L'homme de 44 ans, sera transféré dans quelques jours au Centre de prévention de l'immigration (CPI) de Laval, puis déporté en France d'où il est originaire. Gerbet devra habiter chez ses parents et travaillera à la ferme.

Un père déçu

La famille de Cathy Carretta s'était par le passé opposée aux demandes de libération du meurtrier de leur fille. Son père avait pour ce faire mené une longue croisade.

«La libération de Gerbet ne nous satisfait pas du tout, souligne Christian Carretta. De son propre aveu, c'est un gars narcissique, il abuse des femmes, les manipule et il est violent avec elles».

M. Carretta croit que la Commission des libérations conditionnelles du Canada n'a pas eu le choix de libérer Jean-Paul Gerbet. «Il a toujours montré patte blanche. On a senti que les commissaires prenaient leur décision à contrecœur.»

La CLCC estime que Gerbet a beaucoup progressé ces 18 derniers mois. Le détenu a eu droit à plusieurs sorties sous surveillance, et il a, selon la Commission, toujours suivi les directives.

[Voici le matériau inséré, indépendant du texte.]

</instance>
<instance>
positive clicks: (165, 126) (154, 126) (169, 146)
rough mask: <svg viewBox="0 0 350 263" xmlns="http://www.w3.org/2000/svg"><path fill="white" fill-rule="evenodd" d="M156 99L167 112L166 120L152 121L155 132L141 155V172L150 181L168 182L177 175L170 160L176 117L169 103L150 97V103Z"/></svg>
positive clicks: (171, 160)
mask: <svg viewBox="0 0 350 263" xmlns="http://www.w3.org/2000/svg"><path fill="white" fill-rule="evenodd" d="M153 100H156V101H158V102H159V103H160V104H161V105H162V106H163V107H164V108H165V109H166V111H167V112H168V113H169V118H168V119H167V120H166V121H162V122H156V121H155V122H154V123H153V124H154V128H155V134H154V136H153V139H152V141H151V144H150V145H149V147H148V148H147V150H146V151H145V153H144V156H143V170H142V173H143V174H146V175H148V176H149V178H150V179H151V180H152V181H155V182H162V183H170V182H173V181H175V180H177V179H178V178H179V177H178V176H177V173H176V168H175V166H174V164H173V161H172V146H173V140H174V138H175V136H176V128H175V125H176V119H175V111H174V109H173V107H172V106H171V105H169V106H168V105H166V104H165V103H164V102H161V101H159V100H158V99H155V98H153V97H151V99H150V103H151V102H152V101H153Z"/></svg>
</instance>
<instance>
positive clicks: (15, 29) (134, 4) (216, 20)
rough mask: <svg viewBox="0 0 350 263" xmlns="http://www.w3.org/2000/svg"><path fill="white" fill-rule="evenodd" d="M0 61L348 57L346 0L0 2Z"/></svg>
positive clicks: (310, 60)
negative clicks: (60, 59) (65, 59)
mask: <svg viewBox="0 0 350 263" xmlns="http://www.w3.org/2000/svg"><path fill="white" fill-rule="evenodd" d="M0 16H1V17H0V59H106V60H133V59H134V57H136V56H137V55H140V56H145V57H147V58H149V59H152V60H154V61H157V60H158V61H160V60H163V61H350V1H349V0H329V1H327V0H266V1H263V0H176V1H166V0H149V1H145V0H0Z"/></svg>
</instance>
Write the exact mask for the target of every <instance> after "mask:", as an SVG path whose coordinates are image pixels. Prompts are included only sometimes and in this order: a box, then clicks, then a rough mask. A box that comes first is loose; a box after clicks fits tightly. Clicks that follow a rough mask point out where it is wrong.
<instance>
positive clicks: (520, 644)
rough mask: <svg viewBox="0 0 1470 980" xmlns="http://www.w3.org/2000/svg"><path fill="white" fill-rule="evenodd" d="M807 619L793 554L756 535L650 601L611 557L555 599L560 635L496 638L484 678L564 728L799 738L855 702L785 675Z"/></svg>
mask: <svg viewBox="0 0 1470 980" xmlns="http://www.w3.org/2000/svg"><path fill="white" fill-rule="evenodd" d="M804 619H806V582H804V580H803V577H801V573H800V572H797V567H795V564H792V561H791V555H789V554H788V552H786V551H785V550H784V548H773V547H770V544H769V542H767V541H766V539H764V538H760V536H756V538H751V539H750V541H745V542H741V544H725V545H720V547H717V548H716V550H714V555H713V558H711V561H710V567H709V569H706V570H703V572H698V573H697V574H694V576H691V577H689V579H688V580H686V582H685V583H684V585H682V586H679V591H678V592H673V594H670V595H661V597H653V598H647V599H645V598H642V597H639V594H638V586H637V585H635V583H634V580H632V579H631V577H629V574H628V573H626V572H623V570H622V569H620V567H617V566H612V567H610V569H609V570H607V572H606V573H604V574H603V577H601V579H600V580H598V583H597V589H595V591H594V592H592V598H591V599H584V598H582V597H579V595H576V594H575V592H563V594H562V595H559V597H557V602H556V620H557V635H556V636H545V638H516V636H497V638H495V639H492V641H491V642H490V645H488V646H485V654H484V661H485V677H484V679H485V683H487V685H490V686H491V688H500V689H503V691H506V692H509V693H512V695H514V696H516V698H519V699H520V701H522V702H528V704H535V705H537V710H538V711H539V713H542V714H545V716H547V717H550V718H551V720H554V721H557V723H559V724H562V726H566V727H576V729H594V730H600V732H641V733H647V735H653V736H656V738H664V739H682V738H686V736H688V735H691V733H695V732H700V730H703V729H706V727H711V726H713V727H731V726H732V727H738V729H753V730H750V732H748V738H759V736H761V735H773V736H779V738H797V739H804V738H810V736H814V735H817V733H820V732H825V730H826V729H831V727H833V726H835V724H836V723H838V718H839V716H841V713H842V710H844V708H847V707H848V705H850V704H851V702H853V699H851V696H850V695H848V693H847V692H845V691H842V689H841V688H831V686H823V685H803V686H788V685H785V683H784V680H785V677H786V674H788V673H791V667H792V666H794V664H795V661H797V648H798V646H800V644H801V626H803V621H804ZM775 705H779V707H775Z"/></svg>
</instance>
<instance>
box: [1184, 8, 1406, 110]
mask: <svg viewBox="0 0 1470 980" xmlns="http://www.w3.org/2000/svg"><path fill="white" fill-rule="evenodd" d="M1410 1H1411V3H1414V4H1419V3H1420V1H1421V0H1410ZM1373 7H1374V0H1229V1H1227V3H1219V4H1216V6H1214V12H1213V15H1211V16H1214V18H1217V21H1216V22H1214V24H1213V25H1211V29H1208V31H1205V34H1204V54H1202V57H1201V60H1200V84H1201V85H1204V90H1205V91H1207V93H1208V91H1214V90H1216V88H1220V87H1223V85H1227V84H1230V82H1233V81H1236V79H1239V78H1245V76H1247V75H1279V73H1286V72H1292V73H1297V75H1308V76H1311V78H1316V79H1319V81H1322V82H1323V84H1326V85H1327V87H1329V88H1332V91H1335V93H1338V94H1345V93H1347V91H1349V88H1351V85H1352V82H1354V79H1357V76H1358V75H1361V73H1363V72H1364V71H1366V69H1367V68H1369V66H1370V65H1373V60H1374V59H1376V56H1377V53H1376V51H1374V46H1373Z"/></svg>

Correspondance avec Karla Homolka

Jean-Paul Gerbet a déjà entretenu une correspondance épistolaire avec la meurtrière ontarienne et complice de Paul Bernardo, Karla Homolka, alors qu'ils étaient tous les deux emprisonnés. L'objet de leur échange était entre autres à caractère sexuel.

La Commission des libérations conditionnelles avait notamment un doute quant à la possibilité qu'une fois libéré, l'amant virtuel de Karla Homolka cherche à la voir.

Ce dernier avait affirmé que ce n'était pas le cas, mais la CLCC avait préféré lui refuser sa libération conditionnelle une première fois en 2008, dix ans après qu'il eut commencé à purger sa peine, puis en 2009 craignant que Gerbet soit toujours une menace pour la société.